Şehir içi yolcu taşımacılığı aynı zamanda bir ilin medeniyetini ve gelişmişliğini de yansıtır.

Yetkililerimizin behemehâl bu konu üzerinde durmasını rica ediyorum.

Çünkü halk çok rahatsız ve derdini anlatacak kimseler arıyor.

Geçmişte bazı durakların keyfi ve mafyavari davranışlarını, hatalarını söyleyen vatandaşları tehdit etmeleri gibi hataları iyi biliyoruz.

Geriye dönüş olsun istemiyoruz, herkes belirtilen kurallara mutlaka uymalıdır.

Şehrin trafiği zaten alt üst olmuş durumda bu durum şehir içi trafiğinin keşmekeşliğini hat safhaya çıkarıyor.

 

Yük taşımacılığı konusuna gelince…

Başlı başına sorun bilinçsiz ve yetersiz yönetimden dolayı her yıl milyonların zarar ettiği bir durumdan bahsediyorum.

Avrupa’yı Asya’ya bağlarken, orada Van gölü üzerinde yapılan demir yolu bağlantısı maalesef dünyada demir yolunu karayolu taşımacılığın da daha pahalı duruma getirmektedir.

Şöyle ki Tatvan -Van ve VAN- Tatvan arasında, demiryolu bağlantısını sağlayan feribotlar için alınan taşıma ücreti karayolu ile kamyonlarla yapılan taşımacılıktan çok daha pahalı olduğu için tercih edilmemektedir.

Dolayısıyla bu durum feribotlara yapılan yatırımda israftan öteye gitmemektedir.

Örnekleyecek olursak; Vanlı bir vatandaş, Ankara’dan satın aldığı malını, demiryolu ile taşıtmak istediğinde, Ankara -Tatvan arası için ayrı bir feribot ücretlendirmesi yapılmaktadır.

Feribotlar 20 ton yükü olan vagonu Tatvan’dan Van’a taşımak için yüklü ücret alıyor.
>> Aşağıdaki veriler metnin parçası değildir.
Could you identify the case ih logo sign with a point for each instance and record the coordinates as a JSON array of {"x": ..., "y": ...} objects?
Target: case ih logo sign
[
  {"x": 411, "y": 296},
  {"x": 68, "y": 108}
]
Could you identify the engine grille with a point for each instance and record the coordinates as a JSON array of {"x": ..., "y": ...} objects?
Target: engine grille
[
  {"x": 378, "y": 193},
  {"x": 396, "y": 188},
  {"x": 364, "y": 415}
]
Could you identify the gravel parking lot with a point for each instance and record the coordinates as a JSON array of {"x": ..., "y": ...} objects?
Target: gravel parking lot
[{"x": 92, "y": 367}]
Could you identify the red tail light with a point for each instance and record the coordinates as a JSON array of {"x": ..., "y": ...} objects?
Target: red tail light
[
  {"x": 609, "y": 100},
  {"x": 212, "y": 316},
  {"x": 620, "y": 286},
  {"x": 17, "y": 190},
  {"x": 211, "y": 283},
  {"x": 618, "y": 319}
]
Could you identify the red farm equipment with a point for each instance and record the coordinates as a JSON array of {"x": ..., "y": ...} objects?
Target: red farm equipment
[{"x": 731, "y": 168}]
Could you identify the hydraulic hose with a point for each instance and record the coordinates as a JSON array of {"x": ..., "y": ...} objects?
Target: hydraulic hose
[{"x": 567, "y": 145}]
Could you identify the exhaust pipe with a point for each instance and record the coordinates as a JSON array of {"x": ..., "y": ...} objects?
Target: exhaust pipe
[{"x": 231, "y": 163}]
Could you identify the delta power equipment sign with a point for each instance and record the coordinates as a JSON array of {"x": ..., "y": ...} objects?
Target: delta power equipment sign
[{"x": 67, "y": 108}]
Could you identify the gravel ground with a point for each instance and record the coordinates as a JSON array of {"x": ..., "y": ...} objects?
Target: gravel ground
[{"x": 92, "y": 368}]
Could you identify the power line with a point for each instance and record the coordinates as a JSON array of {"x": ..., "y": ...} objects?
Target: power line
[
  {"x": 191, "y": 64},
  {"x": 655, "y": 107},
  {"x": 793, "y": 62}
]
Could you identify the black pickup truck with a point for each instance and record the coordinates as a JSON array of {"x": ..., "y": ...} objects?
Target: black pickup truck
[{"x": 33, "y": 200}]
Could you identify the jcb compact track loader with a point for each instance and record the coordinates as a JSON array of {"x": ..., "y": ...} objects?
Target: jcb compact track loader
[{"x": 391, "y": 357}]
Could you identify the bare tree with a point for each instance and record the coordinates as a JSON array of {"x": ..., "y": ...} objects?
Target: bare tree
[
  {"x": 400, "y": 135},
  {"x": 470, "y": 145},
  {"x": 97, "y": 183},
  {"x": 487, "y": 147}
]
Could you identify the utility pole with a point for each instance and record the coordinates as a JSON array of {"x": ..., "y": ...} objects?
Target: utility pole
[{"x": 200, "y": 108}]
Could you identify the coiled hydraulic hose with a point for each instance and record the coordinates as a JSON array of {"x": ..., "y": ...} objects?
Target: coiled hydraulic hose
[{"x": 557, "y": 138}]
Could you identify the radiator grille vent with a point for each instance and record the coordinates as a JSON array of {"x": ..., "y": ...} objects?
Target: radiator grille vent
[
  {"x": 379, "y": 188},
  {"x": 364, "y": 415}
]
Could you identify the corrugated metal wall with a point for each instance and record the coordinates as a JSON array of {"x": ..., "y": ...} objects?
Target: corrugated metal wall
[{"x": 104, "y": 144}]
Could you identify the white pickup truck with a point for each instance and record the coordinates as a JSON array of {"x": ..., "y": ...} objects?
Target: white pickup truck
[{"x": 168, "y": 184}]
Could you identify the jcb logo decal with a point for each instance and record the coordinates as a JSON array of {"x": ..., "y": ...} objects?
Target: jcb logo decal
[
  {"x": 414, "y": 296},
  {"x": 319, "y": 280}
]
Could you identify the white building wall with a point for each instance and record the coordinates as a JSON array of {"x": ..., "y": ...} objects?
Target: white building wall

Oysaki aynı güzergâhta 20 tonluk yükünüzü kamyonla taşımak istediğinizde, kamyoncular bu iş için daha uygun ücret alıyorlar.

Görüldüğü gibi karayolu taşımacılığı demiryolu taşımacılığından daha ucuz gerçekleşiyor.

Belki bu durum dünyada tek ilimizde yaşanmaktadır ve akıllara durgunluk vermektedir.

Daha tirajı komik olanı, 20 ton yükü alan kamyon yükü ile birlikte Tatvan’dan Van’a feribotla gitmek isterse, kendisinden alınan ücret daha az oluyor.

Yani yükünü trenle taşımak bir nevi akla ziyan bir uygulama!

Bu durum iş dünyasının maliyetlerinin yükselmesine sebep olurken, rekabet etme şansıda kalmamaktadır.

Toplu taşıma dünyanın her yerinde avantaj sağlarken Van- Tatvan arasında dezavantaj olmaktadır.

Van’ın önemli sorunlarından olan yukarıda yazdıklarımın çözümü konusunda bu güzel şehrin bir yaşayanı olarak duyarlılığın hâkim olmasını bekliyorum.